I have found the geom_errorbar and geom_errorbarh functions and this example
ggplot2 : Adding two errorbars to each point in scatterplot
However my issue is that I want to specify the standard error for each point (which I have already calculated) from another column in my dataset which looks like this below
line MaleBL1 FemaleBL1 BL1MaleSE BL1FemaleSE
3 0.05343516 0.05615977 0.28666600 0.3142001
4 -0.53321642 -0.27279609 0.23929438 0.1350793
5 -0.25853484 -0.08283566 0.25904025 0.2984323
6 -1.11250479 0.03299387 0.23553281 0.2786233
7 -0.14784506 0.28781883 0.27872358 0.2657080
10 0.38168220 0.89476555 0.25620796 0.3108585
11 0.24466921 0.14419021 0.27386482 0.3322349
12 -0.06119015 1.42294820 0.32903199 0.3632367
14 0.38957538 1.66850680 0.30362671 0.4437925
15 0.05784842 -0.12453429 0.32319116 0.3372879
18 0.71964923 -0.28669563 0.16336556 0.1911489
23 0.03191843 0.13955703 0.34522310 0.1872229
28 -0.04598340 -0.35156017 0.27001451 0.1822967
'line
' is the population (n=10 individuals in each) from where each value comes from my x,y variables are 'MaleBL1
' & 'FemaleBL1
' and the standard error for each populations for males and females respectively 'BL1MaleSE
' & 'BL1FemaleSE
'
So far code wise I have
p<-ggplot(BL1ggplot, aes(x=MaleBL1, y=FemaleBL1)) +
geom_point(shape=1) +
geom_smooth(method=lm)+ # add regression line
xmin<-(MaleBL1-BL1MaleSE)
xmax<-(MaleBL1+BL1MaleSE)
ymin<-(FemaleBL1-BL1FemaleSE)
ymax<-(FemaleBL1+BL1FemaleSE)
geom_errorbarh(aes(xmin=xmin,xmax=xmax))+
geom_errorbar(aes(ymin=ymin,ymax=ymax))
I think the last two lines are wrong with specifying the limits of the error bars.
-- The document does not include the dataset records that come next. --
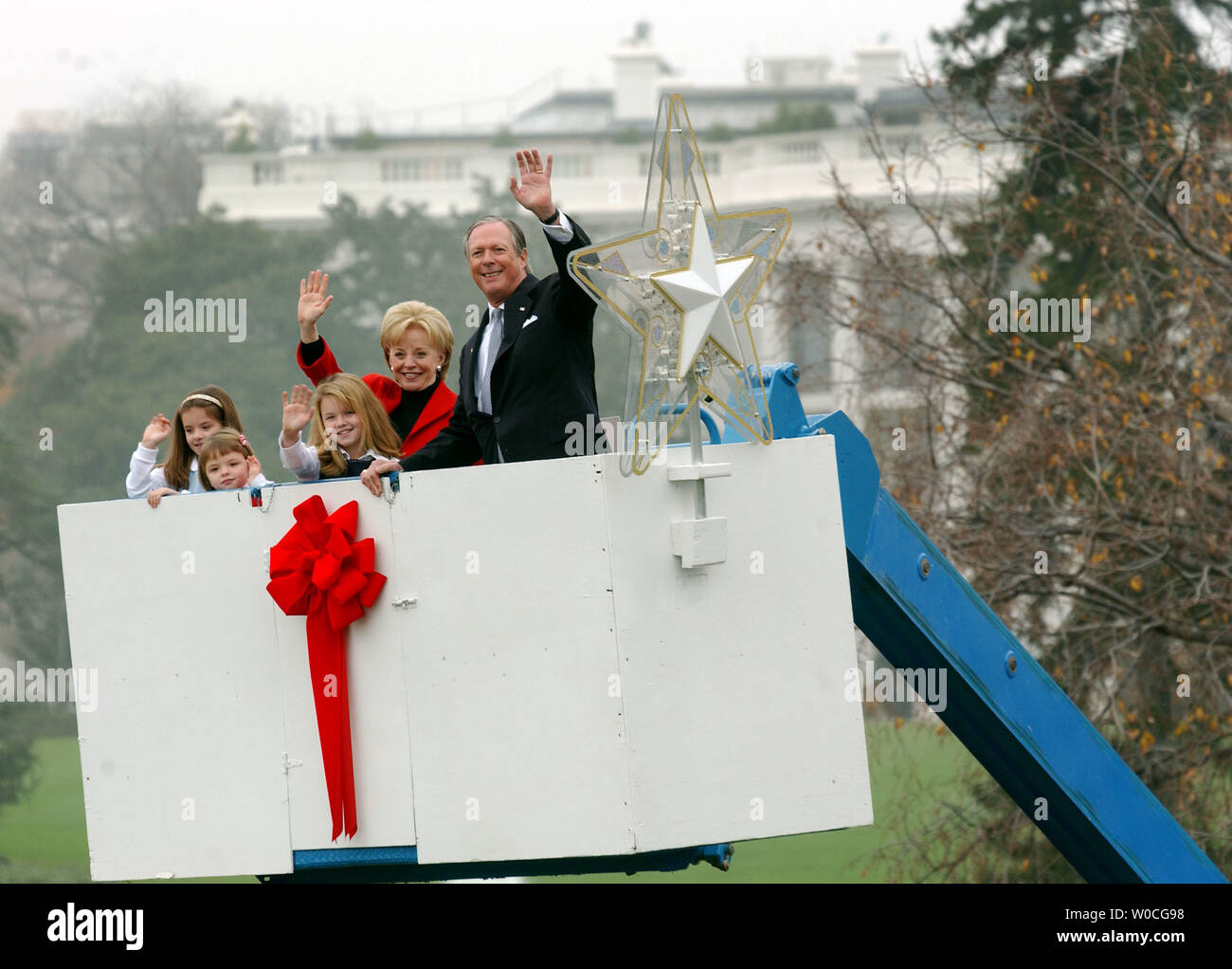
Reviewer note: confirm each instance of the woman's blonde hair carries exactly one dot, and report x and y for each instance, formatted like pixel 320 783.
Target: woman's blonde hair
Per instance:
pixel 377 434
pixel 217 444
pixel 401 317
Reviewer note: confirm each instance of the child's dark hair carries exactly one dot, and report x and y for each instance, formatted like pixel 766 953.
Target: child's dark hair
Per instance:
pixel 217 444
pixel 216 402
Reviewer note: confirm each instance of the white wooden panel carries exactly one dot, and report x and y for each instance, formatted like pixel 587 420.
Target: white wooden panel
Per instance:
pixel 734 673
pixel 488 720
pixel 164 604
pixel 518 750
pixel 380 731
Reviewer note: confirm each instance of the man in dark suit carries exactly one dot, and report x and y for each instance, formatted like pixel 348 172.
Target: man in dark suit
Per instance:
pixel 529 373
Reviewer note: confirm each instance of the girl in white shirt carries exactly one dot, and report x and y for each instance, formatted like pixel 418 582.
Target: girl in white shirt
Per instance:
pixel 226 461
pixel 350 430
pixel 201 413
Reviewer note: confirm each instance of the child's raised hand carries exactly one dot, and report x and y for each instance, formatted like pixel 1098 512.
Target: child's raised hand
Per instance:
pixel 155 496
pixel 155 431
pixel 296 413
pixel 313 301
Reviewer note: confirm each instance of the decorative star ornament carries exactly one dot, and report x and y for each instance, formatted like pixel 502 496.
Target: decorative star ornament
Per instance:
pixel 685 288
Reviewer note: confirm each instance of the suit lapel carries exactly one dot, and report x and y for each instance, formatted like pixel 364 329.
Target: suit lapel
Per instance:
pixel 467 365
pixel 518 307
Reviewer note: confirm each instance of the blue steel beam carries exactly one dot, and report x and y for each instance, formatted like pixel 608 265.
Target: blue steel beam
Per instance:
pixel 915 607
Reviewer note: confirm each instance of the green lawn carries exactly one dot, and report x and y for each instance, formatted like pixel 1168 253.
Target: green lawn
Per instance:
pixel 44 837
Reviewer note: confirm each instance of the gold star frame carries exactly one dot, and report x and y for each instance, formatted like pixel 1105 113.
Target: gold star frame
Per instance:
pixel 685 286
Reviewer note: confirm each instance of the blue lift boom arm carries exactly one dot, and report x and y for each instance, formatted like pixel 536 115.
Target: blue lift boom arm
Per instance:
pixel 919 612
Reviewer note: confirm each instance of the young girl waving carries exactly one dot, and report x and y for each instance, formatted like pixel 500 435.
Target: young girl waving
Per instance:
pixel 226 461
pixel 201 413
pixel 350 430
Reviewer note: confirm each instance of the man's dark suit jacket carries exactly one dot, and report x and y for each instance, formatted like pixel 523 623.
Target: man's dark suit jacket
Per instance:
pixel 543 377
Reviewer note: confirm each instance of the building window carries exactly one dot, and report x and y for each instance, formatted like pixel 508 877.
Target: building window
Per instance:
pixel 571 167
pixel 267 173
pixel 800 153
pixel 420 169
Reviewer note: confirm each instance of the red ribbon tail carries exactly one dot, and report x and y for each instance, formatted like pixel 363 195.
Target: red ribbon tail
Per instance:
pixel 344 735
pixel 327 665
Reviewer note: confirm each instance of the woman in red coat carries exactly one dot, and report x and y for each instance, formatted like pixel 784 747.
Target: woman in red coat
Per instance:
pixel 418 344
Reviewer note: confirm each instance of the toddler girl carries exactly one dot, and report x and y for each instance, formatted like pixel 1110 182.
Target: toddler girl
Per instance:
pixel 201 413
pixel 226 461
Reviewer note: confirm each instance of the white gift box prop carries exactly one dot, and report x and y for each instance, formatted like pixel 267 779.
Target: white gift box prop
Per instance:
pixel 541 677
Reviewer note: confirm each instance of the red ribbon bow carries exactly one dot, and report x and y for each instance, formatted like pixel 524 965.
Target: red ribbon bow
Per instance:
pixel 318 571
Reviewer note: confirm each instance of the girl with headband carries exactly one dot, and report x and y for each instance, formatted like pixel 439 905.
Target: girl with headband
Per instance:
pixel 202 411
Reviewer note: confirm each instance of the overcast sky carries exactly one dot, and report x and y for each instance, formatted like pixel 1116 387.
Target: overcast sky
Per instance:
pixel 383 60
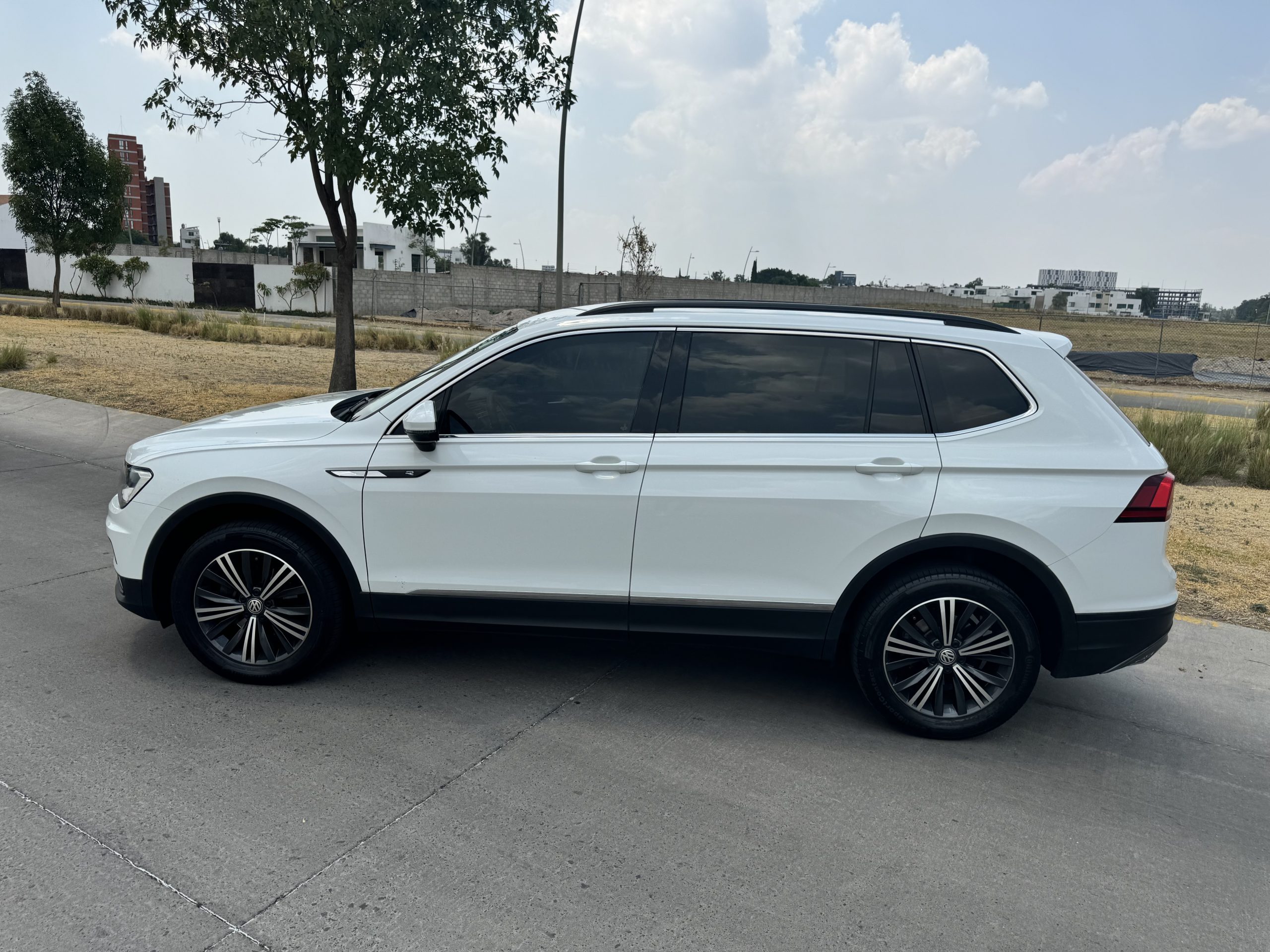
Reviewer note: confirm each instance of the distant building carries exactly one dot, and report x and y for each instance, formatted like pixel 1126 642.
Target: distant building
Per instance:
pixel 379 246
pixel 1176 304
pixel 146 202
pixel 1076 278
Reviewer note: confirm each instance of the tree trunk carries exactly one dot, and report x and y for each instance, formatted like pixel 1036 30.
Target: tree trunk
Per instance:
pixel 343 372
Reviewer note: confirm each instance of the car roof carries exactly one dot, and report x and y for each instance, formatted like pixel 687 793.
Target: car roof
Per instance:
pixel 771 315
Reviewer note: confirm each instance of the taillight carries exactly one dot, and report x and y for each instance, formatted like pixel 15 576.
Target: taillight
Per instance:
pixel 1153 502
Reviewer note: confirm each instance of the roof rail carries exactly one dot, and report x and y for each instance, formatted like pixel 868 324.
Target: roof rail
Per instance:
pixel 948 319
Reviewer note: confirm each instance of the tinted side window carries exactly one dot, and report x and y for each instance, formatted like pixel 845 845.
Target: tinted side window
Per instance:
pixel 965 389
pixel 577 384
pixel 897 408
pixel 775 384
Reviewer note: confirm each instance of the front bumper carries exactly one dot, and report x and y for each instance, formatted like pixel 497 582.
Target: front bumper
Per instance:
pixel 1105 643
pixel 134 595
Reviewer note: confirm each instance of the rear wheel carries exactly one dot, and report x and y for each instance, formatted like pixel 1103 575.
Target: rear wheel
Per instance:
pixel 947 652
pixel 258 602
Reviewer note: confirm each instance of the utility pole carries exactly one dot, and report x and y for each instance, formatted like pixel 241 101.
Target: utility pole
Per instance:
pixel 564 121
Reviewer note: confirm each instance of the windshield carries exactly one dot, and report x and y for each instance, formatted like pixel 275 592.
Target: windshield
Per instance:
pixel 390 395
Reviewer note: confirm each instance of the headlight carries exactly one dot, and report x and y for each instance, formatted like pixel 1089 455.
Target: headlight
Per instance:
pixel 135 479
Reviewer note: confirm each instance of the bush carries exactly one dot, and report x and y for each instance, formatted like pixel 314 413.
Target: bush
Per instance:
pixel 13 357
pixel 1259 465
pixel 1193 448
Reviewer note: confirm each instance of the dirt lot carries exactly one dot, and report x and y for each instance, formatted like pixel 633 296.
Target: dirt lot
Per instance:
pixel 180 377
pixel 1219 541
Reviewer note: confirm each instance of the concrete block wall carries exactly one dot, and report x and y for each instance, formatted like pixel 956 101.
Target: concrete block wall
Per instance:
pixel 502 289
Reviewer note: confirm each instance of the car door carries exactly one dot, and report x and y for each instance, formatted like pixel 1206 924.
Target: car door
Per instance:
pixel 783 464
pixel 525 511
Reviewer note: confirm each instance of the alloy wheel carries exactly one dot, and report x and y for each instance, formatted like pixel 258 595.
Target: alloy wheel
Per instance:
pixel 253 607
pixel 949 658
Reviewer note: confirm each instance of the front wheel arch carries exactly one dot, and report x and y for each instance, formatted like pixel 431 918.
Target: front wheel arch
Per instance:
pixel 1033 582
pixel 192 521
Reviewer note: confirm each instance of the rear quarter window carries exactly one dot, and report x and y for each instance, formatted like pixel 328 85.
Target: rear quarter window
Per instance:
pixel 967 389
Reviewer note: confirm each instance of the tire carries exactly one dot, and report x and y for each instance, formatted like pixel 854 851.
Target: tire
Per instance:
pixel 949 686
pixel 259 602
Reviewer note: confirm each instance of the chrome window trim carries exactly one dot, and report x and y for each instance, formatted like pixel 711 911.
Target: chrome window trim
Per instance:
pixel 1033 407
pixel 505 352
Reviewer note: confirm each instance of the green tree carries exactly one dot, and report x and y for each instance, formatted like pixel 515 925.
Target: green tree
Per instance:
pixel 310 277
pixel 398 97
pixel 1147 298
pixel 781 276
pixel 101 271
pixel 67 191
pixel 131 273
pixel 229 241
pixel 1255 309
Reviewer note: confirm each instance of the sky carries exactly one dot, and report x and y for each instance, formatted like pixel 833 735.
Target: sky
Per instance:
pixel 902 143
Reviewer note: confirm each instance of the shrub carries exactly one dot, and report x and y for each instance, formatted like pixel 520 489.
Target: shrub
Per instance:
pixel 13 357
pixel 1192 447
pixel 1259 465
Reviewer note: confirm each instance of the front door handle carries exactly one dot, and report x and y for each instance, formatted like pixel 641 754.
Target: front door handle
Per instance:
pixel 889 464
pixel 606 464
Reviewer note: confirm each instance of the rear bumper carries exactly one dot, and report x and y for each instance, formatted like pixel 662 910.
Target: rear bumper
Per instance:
pixel 132 595
pixel 1104 643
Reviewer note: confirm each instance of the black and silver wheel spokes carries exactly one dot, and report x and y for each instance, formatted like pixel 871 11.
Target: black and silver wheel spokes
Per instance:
pixel 949 658
pixel 253 606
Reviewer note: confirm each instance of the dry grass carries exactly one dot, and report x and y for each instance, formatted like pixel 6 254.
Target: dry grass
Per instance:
pixel 186 379
pixel 1219 543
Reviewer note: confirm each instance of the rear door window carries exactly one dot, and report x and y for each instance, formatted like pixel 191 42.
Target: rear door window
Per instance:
pixel 967 389
pixel 776 384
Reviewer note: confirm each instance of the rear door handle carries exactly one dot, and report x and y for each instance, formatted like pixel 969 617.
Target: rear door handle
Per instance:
pixel 889 465
pixel 606 464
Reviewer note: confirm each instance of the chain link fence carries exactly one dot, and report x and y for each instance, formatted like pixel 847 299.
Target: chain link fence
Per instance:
pixel 1226 353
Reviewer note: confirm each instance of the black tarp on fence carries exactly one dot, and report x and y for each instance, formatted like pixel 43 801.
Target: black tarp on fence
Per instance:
pixel 1140 363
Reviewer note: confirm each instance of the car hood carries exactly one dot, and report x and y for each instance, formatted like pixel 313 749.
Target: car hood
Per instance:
pixel 286 422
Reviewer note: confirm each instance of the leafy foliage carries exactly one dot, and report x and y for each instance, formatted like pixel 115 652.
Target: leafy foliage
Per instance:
pixel 398 97
pixel 780 276
pixel 131 273
pixel 101 271
pixel 67 191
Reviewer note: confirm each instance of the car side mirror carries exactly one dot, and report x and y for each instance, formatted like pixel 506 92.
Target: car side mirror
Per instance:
pixel 421 425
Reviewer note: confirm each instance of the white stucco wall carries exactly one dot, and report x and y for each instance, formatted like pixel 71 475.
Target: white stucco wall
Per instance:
pixel 168 278
pixel 276 275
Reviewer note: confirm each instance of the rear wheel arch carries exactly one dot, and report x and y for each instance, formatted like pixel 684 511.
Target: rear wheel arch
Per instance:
pixel 192 521
pixel 1033 582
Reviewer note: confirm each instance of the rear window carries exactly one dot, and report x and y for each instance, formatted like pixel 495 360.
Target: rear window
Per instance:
pixel 967 389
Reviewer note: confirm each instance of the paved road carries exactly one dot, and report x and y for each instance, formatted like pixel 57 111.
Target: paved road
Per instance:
pixel 1188 400
pixel 498 794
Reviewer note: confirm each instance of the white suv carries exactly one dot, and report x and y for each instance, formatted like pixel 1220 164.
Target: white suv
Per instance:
pixel 942 503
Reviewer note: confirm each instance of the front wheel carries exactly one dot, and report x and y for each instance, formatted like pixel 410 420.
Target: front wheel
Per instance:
pixel 258 602
pixel 947 653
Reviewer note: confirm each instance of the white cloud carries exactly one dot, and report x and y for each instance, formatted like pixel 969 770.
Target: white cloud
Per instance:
pixel 123 39
pixel 1030 97
pixel 1098 168
pixel 868 106
pixel 1231 121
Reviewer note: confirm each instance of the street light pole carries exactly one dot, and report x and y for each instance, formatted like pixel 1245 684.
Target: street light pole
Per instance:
pixel 564 121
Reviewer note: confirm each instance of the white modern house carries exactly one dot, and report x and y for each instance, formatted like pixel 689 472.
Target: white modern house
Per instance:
pixel 379 246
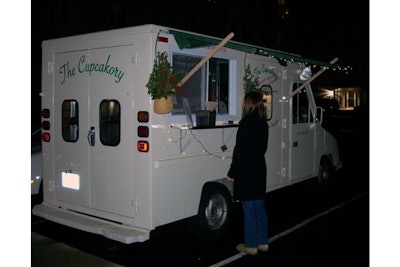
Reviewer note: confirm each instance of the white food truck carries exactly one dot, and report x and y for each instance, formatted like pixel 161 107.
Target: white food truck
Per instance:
pixel 114 167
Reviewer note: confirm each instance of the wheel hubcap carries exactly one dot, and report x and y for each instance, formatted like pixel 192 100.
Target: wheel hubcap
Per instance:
pixel 216 212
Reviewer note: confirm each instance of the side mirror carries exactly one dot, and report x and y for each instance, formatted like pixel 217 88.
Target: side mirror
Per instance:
pixel 319 114
pixel 305 74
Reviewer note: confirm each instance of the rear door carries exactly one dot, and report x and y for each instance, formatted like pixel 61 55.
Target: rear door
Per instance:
pixel 302 136
pixel 94 151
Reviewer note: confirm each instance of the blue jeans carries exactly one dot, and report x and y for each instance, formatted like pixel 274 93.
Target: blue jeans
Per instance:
pixel 255 223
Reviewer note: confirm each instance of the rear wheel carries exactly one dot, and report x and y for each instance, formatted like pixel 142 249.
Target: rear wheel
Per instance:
pixel 325 171
pixel 213 218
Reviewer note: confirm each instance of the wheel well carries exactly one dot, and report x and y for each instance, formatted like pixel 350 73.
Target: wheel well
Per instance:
pixel 217 185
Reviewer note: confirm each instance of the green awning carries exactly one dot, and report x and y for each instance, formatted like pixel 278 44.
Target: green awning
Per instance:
pixel 189 40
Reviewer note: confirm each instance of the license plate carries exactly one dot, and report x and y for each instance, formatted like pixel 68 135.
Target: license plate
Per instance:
pixel 70 180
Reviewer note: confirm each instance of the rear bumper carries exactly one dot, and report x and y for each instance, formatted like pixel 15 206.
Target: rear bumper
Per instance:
pixel 90 224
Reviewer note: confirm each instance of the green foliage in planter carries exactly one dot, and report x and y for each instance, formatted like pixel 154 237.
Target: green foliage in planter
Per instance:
pixel 251 80
pixel 163 79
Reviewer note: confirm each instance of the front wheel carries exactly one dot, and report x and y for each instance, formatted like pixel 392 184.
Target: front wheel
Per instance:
pixel 213 218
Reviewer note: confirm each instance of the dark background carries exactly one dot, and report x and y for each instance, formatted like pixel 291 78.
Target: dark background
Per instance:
pixel 319 30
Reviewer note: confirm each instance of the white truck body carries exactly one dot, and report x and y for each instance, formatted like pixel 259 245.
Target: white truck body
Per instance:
pixel 93 88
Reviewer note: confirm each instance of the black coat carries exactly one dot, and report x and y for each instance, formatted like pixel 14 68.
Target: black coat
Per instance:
pixel 248 167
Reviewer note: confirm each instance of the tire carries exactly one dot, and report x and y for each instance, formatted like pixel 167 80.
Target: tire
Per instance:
pixel 325 171
pixel 215 212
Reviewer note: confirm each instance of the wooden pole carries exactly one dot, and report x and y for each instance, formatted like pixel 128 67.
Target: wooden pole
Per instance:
pixel 206 58
pixel 311 79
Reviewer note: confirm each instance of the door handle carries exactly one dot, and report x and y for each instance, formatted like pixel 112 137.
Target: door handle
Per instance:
pixel 91 136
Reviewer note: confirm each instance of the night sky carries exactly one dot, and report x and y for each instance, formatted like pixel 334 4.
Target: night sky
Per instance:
pixel 319 30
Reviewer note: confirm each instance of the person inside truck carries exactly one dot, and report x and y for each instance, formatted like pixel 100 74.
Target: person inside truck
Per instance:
pixel 248 172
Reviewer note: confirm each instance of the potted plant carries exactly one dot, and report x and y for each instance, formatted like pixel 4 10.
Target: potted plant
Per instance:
pixel 251 80
pixel 163 84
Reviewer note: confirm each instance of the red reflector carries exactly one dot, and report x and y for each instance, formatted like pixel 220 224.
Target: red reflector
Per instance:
pixel 143 146
pixel 45 125
pixel 46 113
pixel 46 137
pixel 162 39
pixel 143 116
pixel 143 131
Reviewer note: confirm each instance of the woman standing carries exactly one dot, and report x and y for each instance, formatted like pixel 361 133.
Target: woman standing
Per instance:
pixel 248 173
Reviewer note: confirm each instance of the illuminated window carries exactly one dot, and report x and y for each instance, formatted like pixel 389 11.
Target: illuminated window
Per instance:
pixel 209 83
pixel 267 98
pixel 110 122
pixel 70 120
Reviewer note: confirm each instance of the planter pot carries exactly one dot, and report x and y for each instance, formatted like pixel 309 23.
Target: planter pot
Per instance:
pixel 163 106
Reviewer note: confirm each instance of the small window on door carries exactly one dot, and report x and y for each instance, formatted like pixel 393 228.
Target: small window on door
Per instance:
pixel 301 110
pixel 70 120
pixel 110 122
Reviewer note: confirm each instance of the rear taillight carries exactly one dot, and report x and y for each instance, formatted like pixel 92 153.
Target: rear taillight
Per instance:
pixel 143 116
pixel 46 137
pixel 143 131
pixel 143 146
pixel 45 125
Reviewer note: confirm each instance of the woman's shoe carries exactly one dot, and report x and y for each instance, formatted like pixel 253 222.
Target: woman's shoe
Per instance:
pixel 244 249
pixel 263 247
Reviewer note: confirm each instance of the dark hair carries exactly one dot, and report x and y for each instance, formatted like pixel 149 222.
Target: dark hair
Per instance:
pixel 253 102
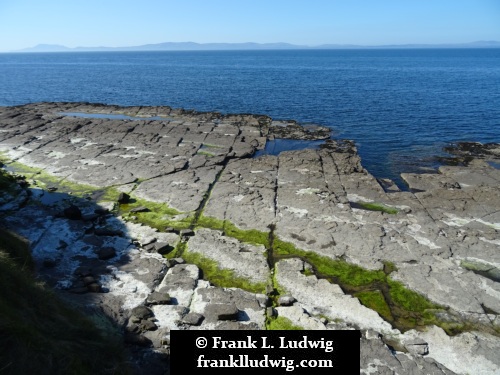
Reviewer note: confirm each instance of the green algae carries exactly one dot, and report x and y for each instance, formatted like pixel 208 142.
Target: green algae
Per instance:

I just don't know how to tell R where to take the SE values for each point from the columns BL1MaleSE
and BL1FemaleSE
Any tips greatly appreciated
Upvotes: 1
Views: 5429
Reputation: 132576
You really should study some tutorials. You haven't understood ggplot2 syntax.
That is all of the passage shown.